Casket covered with cameos
1630 - 1650.Room 079B
Casket with a rectangular body and hipped flat-topped lid. Rising from a silver gilt base is a framework of gold, according to the 1689 Versailles inventory, with white enamelling. The entire surface is covered with velvet, though the pile is now very worn, on which there are 113 appliqués of cameos and smooth bevelled stones or cabochons, framed by borders of festoons and thorns enamelled in white with touches of black and occasional green or red. The hinges of the lid are adorned with pointed leaf motifs enamelled in white. A similar motif appears on the four small gilt brass balls that support the casket. The interior is lined with pale pink silk.
The leaves visible on the hinges of the casket follow models derived from the 1626 or 1647 edition of the designs of Baltasar Lemercier, where there are patterns made up of broad leaves alongside pointed ones and rows of beads. As Arbeteta pointed out, they also resemble the engravings of Gédéon L’Egaré’s Liure de Feuilles D’Orfeurerie, published in Paris between 1635 and 1645. These leaves, enamelled in white with the odd touch of black, also appear on the mounts of several vessels in the Prado, O9 being possibly the example closest to the current piece. These specific characteristics of the hinges situate the coffer in the sphere of influence of the Paris school.

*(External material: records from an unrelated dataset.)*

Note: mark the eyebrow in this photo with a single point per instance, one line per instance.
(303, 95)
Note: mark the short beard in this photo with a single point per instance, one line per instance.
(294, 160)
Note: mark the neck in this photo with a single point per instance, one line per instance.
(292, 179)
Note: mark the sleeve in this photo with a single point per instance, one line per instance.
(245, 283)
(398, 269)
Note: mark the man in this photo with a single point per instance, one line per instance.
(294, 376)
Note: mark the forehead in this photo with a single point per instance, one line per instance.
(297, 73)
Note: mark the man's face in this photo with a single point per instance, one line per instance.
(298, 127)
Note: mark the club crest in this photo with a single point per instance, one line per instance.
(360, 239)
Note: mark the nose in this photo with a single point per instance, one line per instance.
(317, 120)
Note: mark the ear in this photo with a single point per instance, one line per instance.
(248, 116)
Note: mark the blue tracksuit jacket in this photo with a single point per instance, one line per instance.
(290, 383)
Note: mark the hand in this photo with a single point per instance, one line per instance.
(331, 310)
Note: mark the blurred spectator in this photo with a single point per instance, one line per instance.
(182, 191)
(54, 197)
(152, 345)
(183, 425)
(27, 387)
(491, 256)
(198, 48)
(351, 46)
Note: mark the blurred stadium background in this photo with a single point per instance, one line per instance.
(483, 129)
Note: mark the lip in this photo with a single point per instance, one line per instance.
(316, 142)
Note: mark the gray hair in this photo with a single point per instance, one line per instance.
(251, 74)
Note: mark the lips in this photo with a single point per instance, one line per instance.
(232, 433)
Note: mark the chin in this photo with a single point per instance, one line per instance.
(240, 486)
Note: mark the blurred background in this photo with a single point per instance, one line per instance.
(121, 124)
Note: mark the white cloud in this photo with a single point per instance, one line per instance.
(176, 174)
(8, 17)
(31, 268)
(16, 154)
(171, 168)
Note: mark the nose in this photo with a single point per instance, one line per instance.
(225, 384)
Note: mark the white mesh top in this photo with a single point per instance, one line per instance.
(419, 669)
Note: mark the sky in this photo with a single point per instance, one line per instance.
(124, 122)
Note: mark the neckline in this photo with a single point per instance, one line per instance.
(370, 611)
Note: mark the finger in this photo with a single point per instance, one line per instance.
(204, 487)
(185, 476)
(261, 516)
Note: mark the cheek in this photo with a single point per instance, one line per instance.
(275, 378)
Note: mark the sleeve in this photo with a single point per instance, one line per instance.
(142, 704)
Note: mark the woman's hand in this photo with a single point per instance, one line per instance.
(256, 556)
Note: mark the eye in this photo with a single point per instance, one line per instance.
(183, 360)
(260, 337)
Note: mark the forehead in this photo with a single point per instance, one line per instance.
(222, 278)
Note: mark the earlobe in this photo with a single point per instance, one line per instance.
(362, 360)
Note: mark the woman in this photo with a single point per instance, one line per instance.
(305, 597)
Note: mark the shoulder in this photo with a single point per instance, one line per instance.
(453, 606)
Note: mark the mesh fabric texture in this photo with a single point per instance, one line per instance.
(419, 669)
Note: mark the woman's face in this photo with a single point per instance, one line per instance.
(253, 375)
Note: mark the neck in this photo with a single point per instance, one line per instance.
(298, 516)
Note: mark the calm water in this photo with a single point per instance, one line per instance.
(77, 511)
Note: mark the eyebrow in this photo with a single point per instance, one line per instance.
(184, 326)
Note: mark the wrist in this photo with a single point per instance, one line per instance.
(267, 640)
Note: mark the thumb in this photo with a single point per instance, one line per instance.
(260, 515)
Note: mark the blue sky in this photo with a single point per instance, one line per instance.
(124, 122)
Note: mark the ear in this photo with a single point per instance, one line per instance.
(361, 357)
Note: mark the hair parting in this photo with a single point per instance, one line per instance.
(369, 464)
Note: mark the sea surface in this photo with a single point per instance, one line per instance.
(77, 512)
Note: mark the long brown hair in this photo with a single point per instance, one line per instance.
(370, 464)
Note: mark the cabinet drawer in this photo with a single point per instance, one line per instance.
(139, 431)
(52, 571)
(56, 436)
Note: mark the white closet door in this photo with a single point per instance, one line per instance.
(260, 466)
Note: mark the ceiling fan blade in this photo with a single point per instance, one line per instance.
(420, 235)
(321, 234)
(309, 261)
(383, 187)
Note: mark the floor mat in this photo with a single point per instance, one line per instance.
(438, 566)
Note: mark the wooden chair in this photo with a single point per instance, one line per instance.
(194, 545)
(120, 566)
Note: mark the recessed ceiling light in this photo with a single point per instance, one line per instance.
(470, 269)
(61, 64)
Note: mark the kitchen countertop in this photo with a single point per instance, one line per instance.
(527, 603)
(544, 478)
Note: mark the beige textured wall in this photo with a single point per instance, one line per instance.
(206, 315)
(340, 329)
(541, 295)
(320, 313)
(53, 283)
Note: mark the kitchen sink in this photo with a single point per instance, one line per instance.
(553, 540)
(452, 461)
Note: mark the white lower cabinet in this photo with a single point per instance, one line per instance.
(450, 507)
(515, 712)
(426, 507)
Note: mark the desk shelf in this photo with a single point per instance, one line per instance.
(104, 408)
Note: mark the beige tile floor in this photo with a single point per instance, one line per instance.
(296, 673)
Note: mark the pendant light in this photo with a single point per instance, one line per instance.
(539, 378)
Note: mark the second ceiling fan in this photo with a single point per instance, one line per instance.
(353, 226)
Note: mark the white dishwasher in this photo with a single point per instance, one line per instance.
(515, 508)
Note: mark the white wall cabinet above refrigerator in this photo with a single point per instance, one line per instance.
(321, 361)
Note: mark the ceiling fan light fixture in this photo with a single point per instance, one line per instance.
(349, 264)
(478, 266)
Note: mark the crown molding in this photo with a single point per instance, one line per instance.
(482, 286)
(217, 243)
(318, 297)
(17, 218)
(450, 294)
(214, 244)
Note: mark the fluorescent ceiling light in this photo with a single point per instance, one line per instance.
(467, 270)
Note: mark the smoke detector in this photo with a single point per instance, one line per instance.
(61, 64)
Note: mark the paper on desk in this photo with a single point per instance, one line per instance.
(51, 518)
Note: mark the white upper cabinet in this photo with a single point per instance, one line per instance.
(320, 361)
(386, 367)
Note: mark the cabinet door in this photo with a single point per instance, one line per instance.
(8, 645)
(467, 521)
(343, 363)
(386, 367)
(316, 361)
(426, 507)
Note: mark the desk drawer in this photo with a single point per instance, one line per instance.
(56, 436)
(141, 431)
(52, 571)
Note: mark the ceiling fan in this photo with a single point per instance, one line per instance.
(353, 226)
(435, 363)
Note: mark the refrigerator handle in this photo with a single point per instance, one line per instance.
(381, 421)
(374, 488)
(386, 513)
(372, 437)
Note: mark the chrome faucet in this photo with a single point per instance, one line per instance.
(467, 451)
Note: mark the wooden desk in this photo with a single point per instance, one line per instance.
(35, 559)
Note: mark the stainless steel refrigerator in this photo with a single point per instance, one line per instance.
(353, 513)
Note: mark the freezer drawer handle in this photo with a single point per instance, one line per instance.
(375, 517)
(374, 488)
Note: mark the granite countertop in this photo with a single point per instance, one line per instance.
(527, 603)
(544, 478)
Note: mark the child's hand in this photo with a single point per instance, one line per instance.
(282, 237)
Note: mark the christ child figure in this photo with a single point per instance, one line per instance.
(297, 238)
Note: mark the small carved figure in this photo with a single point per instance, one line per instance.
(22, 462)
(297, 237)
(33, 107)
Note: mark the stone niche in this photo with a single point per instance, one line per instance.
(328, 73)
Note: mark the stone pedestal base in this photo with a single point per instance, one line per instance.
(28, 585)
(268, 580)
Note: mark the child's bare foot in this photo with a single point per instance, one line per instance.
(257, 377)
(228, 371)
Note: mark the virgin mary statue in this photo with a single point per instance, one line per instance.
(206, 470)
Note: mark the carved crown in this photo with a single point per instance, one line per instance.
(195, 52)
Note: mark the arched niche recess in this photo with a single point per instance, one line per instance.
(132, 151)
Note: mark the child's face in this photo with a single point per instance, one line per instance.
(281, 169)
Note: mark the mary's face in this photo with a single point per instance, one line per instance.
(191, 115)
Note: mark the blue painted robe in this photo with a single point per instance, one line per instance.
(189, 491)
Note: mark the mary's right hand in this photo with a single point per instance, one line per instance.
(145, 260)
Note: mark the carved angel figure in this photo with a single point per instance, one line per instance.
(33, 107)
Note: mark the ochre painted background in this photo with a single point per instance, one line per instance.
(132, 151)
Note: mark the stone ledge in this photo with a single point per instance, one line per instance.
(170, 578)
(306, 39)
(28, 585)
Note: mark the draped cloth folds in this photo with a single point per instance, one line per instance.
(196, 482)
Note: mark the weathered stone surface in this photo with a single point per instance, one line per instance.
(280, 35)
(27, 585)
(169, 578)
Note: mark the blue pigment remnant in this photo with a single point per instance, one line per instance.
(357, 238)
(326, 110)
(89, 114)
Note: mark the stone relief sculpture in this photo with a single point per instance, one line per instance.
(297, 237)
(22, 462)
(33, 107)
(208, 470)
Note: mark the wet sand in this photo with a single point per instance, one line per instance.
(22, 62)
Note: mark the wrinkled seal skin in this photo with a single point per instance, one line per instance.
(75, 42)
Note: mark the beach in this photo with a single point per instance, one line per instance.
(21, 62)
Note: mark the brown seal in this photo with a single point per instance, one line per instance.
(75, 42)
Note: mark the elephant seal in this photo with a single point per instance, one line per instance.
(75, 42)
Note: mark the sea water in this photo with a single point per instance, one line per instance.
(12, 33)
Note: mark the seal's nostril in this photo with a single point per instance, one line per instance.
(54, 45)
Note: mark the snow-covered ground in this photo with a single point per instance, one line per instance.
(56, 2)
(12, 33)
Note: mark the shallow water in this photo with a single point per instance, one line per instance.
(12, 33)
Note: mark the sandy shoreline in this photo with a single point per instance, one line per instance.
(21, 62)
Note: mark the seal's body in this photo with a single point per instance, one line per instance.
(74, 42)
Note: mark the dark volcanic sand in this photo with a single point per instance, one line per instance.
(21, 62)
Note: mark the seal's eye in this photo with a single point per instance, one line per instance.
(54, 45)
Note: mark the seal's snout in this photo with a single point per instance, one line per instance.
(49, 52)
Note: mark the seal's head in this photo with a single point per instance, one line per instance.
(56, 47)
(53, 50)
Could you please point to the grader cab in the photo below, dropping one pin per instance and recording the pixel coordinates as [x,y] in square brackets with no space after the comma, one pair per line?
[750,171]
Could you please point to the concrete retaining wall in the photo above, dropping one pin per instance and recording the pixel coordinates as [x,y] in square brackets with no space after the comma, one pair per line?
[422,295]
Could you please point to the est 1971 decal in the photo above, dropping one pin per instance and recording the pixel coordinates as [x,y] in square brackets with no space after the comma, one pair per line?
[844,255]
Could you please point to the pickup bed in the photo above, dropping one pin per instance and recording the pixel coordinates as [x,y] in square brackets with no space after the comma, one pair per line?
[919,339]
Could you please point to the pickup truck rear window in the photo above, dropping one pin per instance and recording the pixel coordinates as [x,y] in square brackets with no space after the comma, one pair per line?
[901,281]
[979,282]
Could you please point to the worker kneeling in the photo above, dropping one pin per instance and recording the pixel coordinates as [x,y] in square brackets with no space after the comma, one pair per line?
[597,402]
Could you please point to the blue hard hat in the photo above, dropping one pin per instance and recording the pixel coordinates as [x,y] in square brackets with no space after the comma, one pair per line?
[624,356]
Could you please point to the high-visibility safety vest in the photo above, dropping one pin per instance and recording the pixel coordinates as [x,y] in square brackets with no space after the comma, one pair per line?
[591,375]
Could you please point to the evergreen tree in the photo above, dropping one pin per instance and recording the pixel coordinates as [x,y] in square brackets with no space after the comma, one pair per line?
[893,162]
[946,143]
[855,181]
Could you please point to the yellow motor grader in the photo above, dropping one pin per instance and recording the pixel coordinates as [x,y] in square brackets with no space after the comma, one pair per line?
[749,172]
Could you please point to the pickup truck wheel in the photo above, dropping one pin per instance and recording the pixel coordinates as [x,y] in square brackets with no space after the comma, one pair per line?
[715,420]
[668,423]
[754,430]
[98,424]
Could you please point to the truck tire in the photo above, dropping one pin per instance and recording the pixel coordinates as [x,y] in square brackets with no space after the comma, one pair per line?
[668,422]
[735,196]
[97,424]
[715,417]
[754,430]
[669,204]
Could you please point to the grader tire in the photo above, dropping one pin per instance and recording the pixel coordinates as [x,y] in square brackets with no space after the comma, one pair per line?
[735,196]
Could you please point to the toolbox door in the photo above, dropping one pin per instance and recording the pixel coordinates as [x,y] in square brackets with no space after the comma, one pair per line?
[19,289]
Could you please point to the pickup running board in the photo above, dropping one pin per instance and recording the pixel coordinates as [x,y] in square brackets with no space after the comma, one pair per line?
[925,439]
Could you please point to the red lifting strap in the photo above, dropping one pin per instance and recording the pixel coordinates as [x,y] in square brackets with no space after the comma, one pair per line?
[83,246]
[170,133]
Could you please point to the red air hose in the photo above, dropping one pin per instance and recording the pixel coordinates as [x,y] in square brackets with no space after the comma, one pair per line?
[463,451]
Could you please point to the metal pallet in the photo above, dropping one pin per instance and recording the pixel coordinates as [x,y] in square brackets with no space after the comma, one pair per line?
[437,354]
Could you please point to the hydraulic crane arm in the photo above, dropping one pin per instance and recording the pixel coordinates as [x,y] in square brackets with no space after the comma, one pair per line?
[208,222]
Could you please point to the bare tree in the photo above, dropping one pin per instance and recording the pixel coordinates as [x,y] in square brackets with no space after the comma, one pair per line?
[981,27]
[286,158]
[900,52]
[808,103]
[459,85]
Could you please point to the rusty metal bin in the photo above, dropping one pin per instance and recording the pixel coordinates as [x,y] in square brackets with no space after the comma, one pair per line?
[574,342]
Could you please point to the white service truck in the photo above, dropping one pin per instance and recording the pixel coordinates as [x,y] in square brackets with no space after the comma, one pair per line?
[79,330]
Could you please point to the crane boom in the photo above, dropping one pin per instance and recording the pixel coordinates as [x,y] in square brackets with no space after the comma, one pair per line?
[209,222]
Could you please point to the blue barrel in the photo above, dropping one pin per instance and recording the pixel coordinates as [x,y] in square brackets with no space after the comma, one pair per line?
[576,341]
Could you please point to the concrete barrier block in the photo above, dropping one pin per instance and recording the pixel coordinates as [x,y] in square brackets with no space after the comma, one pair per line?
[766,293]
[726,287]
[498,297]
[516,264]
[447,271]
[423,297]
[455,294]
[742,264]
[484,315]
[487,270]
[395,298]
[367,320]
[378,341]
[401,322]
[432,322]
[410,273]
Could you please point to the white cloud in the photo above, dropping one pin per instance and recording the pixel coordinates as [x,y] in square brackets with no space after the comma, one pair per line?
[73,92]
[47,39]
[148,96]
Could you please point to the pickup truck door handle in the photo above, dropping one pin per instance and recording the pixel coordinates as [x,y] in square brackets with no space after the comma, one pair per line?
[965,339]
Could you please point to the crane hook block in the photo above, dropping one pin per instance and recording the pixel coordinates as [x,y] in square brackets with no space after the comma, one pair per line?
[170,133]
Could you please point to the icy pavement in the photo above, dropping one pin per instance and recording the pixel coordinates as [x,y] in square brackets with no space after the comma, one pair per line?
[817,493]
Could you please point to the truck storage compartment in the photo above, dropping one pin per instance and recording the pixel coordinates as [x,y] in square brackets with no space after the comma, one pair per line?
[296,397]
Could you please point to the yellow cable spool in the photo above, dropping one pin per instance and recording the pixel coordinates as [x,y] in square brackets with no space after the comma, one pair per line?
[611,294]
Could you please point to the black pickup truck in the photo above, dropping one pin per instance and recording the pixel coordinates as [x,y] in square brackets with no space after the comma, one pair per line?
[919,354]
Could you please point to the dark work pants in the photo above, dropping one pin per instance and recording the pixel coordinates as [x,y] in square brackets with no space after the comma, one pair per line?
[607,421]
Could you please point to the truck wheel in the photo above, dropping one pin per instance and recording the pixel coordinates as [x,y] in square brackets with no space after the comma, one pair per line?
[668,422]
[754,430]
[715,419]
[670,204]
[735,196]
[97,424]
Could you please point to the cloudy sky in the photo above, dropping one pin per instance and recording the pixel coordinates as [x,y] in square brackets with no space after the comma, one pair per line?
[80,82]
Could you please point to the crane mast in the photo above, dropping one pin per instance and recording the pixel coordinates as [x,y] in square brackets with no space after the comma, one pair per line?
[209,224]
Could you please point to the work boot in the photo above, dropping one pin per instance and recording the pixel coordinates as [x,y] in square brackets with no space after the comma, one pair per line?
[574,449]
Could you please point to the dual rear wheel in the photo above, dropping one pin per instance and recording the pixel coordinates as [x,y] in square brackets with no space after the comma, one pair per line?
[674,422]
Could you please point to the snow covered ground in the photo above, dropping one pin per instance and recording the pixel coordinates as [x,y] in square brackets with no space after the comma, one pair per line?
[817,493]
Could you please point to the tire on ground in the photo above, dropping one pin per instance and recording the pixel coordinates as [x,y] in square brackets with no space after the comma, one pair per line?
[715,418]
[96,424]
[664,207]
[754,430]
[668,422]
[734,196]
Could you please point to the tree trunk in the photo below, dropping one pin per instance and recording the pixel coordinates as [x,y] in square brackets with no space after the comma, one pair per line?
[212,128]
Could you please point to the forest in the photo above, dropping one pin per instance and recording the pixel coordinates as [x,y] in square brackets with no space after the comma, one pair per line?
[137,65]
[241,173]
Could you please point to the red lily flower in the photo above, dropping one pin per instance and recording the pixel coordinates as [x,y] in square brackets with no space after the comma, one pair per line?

The most outstanding of the cameos are the following: On the front (trapezoidal and rectangular planes of the front of the casket), besides the children’s heads in amethyst, are the bust of a Roman emperor, identified in 1776 as Hadrian, with a laurel wreath and a Gorgon on the cloak across his breast; another of Alexander the Great; and a large portrait of Francis I in court dress. The bust of a woman with a ribbon in her hair could be Roman. On the rear is an agate cameo that represents the phoenix re-emerging from its ashes in the sunlight, a possible emblem or device. It resembles another with a different interpretation in the National Library in Paris. On the left-hand side, besides the habitual mythological scenes found all over the casket, is a portrait of St Charles Borromeo, archbishop of Milan, with his characteristic profile. On the right-hand side are two large cameos, one with the head of a woman whose hair falls in long curled tresses, and the other regarded by Gennaioli as ancient and extremely rare, and identified by that scholar as Isis suckling Horus. The centre of the top of the lid is occupied by another large agate cameo, considered by Angulo to be the finest in the entire Dauphin’s Treasure. It shows a woman looking to the right, with minutely rendered hair and a laurel wreath.
The state of the work in the 19th century can be seen through the photography of Juan Laurent y Minier, "Vase agate sardoine, montures d’or avec émaux et pierreries, XVIe siècle, règne de Henri II", c. 1879, Museo del Prado, HF0835/5.